El voto en las urnas y curules para elegir importantes cargos públicos

» Por Javier Vega Garrido - Abogado

En Costa Rica el sufragio activo es universal, directo y secreto salvo excepciones calificadas; también es libre y debe ejercerse ante las juntas electorales. El requisito es estar empadronado y no hay consecuencias para quienes se abstienen de votar, aunque sea una obligación cívica.

La Constitución garantiza la pureza y efectividad del sufragio, para que todos los votos válidos cuenten e influyan por igual: un elector, un voto; ni más ni menos. Cada uno de ellos tiene la fuerza de producir gobiernos legítimos y representación política.

Así, para el Legislativo la ciudadanía decide con el sufragio la manera en que se distribuye cuantitativamente la representación y el poder, como el pasado 01 de febrero cuando abrumadoramente colmó de votos las urnas y eligió la continuidad del gobierno, otorgándole además una mayoría de 31 escaños.

Dicho eso, en las curules los representantes electos votan -en principio-directa y públicamente las cuestiones que se sometan a su conocimiento, y deben abstenerse cuando exista un particular interés (conflicto) en el asunto sobre el cual decidirán.

Al respecto, en los proyectos de ley las diputaciones sí deben votar, pero tratándose de “elecciones” de importantes autoridades públicas pueden abstenerse, al no estar ejerciendo estrictamente la función legislativa sino una potestad como la de nombrar magistraturas judiciales suplentes.

Por eso la discrecionalidad de las diputaciones en tales casos no siempre se expresará como voto positivo, sin embargo, debido a su notoriedad e importancia de la función delegada por el soberano, resultaría políticamente sensato comunicarle -por transparencia- las razones que impiden elegir a las personas nominadas por el Judicial, y que justificarían conocer otra lista de su parte.

Cuando la oferta partidista y electoral no le ha parecido al pueblo, una notoria cantidad de electores decide quedarse en casa y no votar, porque la abstención es un derecho político que no acarrea en nuestro medio sanciones por su ejercicio, y tampoco las hay para las diputaciones que en su libre rol electivo declinan la “propuesta” venida del Judicial para nombrar magistraturas suplentes.

Como ha podido verse, el voto popular y el de las diputaciones comparten el mismo ADN democrático: vale tanto para poner, quitar e impedir la continuidad de personas en puestos de elección popular, o en otros relevantes de la función pública.

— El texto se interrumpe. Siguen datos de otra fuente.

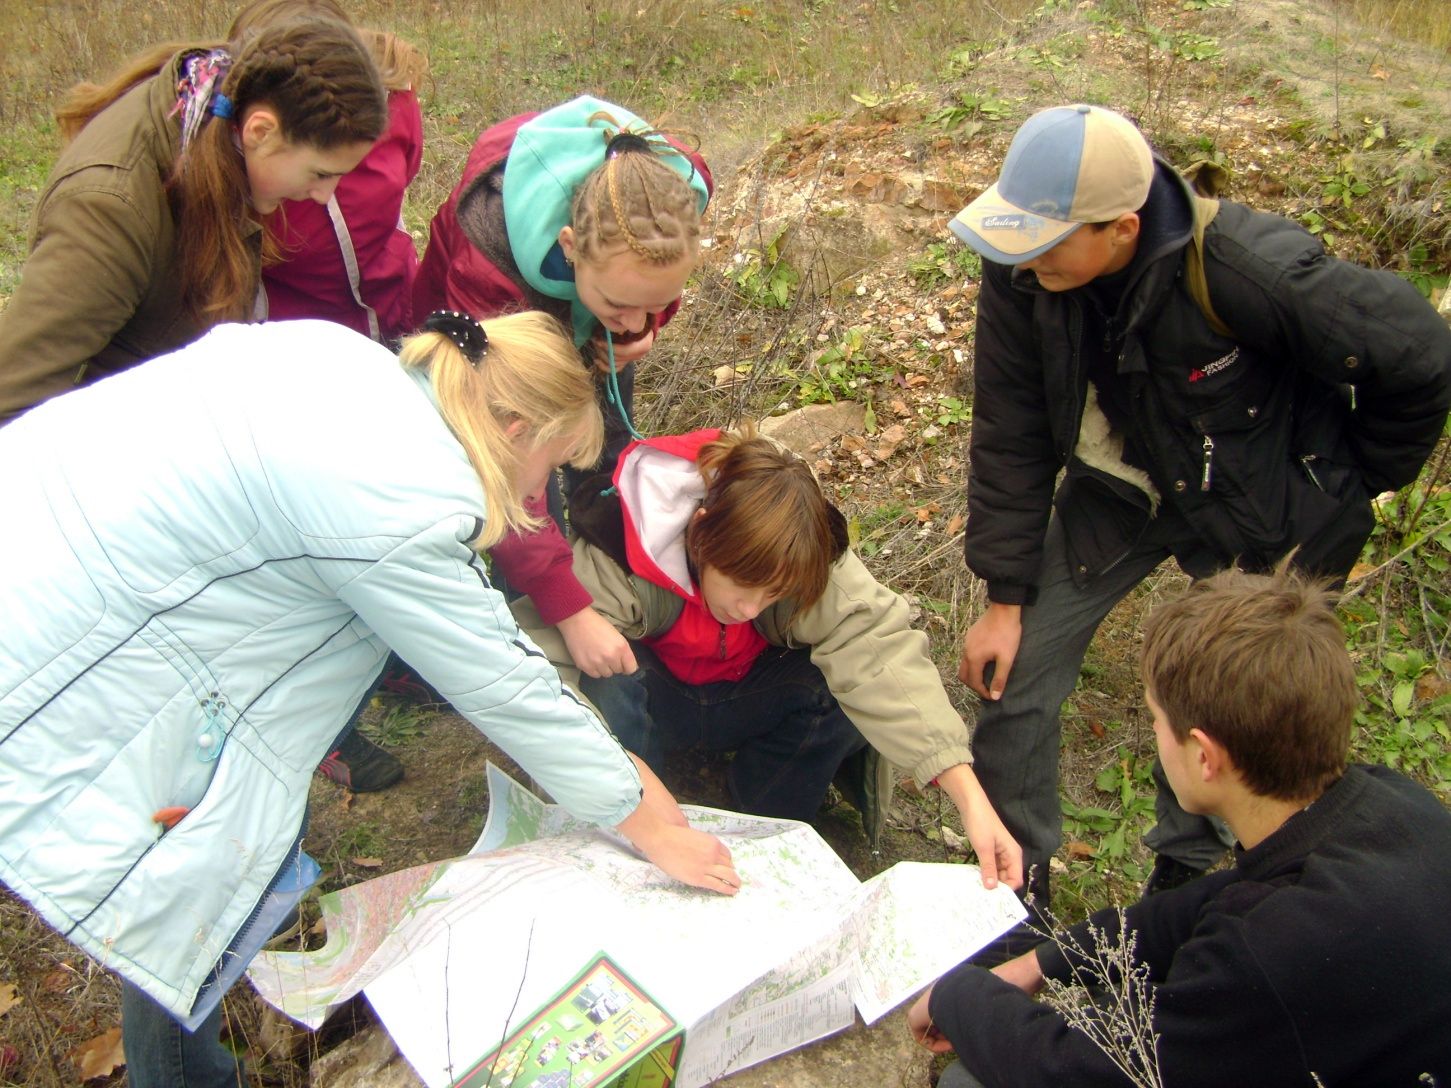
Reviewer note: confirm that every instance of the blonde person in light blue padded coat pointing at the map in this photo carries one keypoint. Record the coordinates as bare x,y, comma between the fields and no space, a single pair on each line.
210,559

La cuestión de la elección de magistraturas suplentes se ha debatido desde posturas legítimas que no han encontrado un asidero jurídico robusto para conciliarse, de ahí que desde la política como “arte de lo posible” habrá de encontrarse una solución compartida y satisfactoria, para superar el bloqueo parlamentario en ese tema a favor del interés nacional por justicia realmente pronta y cumplida.

La actual configuración de fuerzas en el Legislativo pese a la mayoría oficialista (31 escaños) resulta insuficiente para elegir magistraturas judiciales suplentes que requiere 38 votos, lo que impide a unos y otros designar esos cargos a su antojo, desmoronándose la periódica narrativa del autoritarismo en tales nombramientos, o su instrumentalización para lograr cooptación partidista.

La nómina actual es de 18 postulantes y la designación indispensable de apenas 3 o 4. Si lo posible en política ha de ser también lo necesario, ya no se trataría de forzar el voto por una larga lista “cerrada” de candidaturas, sino de propiciar un acuerdo político por solo 3 o 4 que concite 38 votos.

Finalmente, el Judicial conociendo el debate instalado sobre ese asunto procuraría una nómina viable para completar las elecciones restantes, y mientras ello ocurre la comisión legislativa de nombramientos podrá revisar y proponer hacia el futuro, mejoras viables en todo el proceso que promuevan más credibilidad y confianza entre las diputaciones electoras.